The reasons for the failure of the 228mg MT/day dose in the Phase II study are discussed in detail in the abstract to be presented at the next CTAD meeting in Monte Carlo. The Phase I bridging studies demonstrate good tolerability up to 80mg single dose in the fasted state and no interference with absorption in the presence of food, and no dose-dependent limitations in absorption.

Why do you think it’s been so difficult to develop a promising agent for FTD? What makes you excited about its prospects?
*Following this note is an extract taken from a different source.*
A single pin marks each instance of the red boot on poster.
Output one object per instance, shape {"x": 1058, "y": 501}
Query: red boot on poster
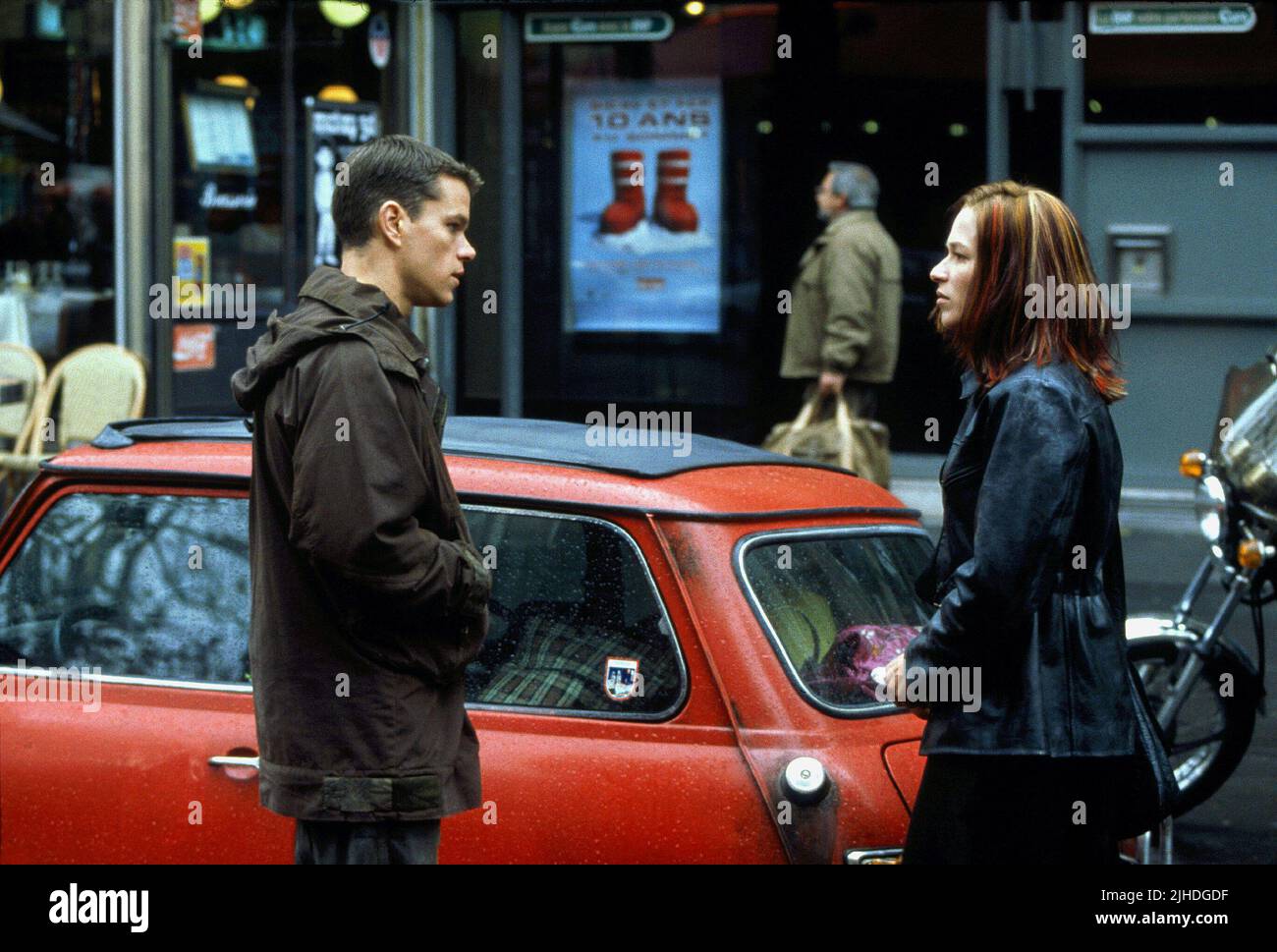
{"x": 627, "y": 208}
{"x": 672, "y": 209}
Dr. Wischik: About 15 percent of cases with early onset dementia (ie <65 years) have some form of FTD. The peak age of onset is in the range 50-69. There are several different forms of FTD now referred to collectively as Fronto- Temporal Lobar Degeneration (FTLD). In a specialist clinic 57 percent can be expected to have the behavioral variant of FTD (bvFTD), 24 percent have progressive non-fluent aphasia, and 19 percent have semantic dementia. However, in general clinics about 80 percent have bvFTD. For bvFTD, about half the cases are due to aggregation of Tau protein and the other half due to aggregation of a protein called TDP-43. What makes FTLD and FTD so challenging is that the diagnosis is quite difficult, particularly in the absence of availability of functional or structural brain scan to demonstrate the characteristic pattern of lobar atrophy or dysfunction.
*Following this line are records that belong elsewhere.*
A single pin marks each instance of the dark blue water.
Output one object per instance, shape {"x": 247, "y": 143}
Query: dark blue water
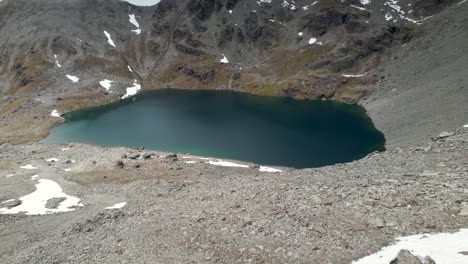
{"x": 224, "y": 124}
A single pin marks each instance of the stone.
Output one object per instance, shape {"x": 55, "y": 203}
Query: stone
{"x": 12, "y": 203}
{"x": 377, "y": 222}
{"x": 445, "y": 134}
{"x": 119, "y": 164}
{"x": 146, "y": 155}
{"x": 172, "y": 157}
{"x": 134, "y": 156}
{"x": 405, "y": 257}
{"x": 54, "y": 202}
{"x": 428, "y": 260}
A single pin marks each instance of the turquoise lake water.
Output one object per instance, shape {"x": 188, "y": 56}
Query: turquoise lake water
{"x": 225, "y": 124}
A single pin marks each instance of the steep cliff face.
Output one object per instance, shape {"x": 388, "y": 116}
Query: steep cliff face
{"x": 300, "y": 49}
{"x": 55, "y": 53}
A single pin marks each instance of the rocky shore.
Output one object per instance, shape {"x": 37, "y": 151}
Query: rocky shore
{"x": 141, "y": 206}
{"x": 182, "y": 209}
Furthermore, even if the diagnosis is correctly made clinically, there is no way at present to distinguish during life between cases of Tau or TDP-43 aggregation. They are phenotypically identical. Therefore, there is no basis for defining the biological substrate of the disease during life except in the rare cases where there is a mutation either in the Tau gene or the progranulin (GRN) gene that leads to TDP-43 aggregation (about 15 percent overall). Furthermore, given the phenotypic heterogeneity of the different kinds of FTLD, it is not possible to conduct a trial with a clear single endpoint across the FTLD spectrum. Therefore a viable treatment can only be tested on a single clinical subtype, the most appropriate in terms of recruitment and rate of decline being bvFTD. However, even narrowing to bvFTD we are still left with heterogeneity at the biological level.

What makes treatment with LMTX particularly interesting is that it should not matter whether the pathology is of the Tau or TDP-43 type. Yamashita et al. have shown that MT is quite potent at inhibiting aggregation of TDP-43 in two difference cell models, with an EC50 of about 0.025 μM. We already know that MT is a potent TAI. Therefore it is in principle possible to treat the bulk of bvFTD (and indeed FTLD) spectrum with LMTX. This is what makes the trial in bvFTD viable in terms of recruitment timeline, rate of decline, measurement of defined clinical assessment endpoints, and rational determination of power for the study.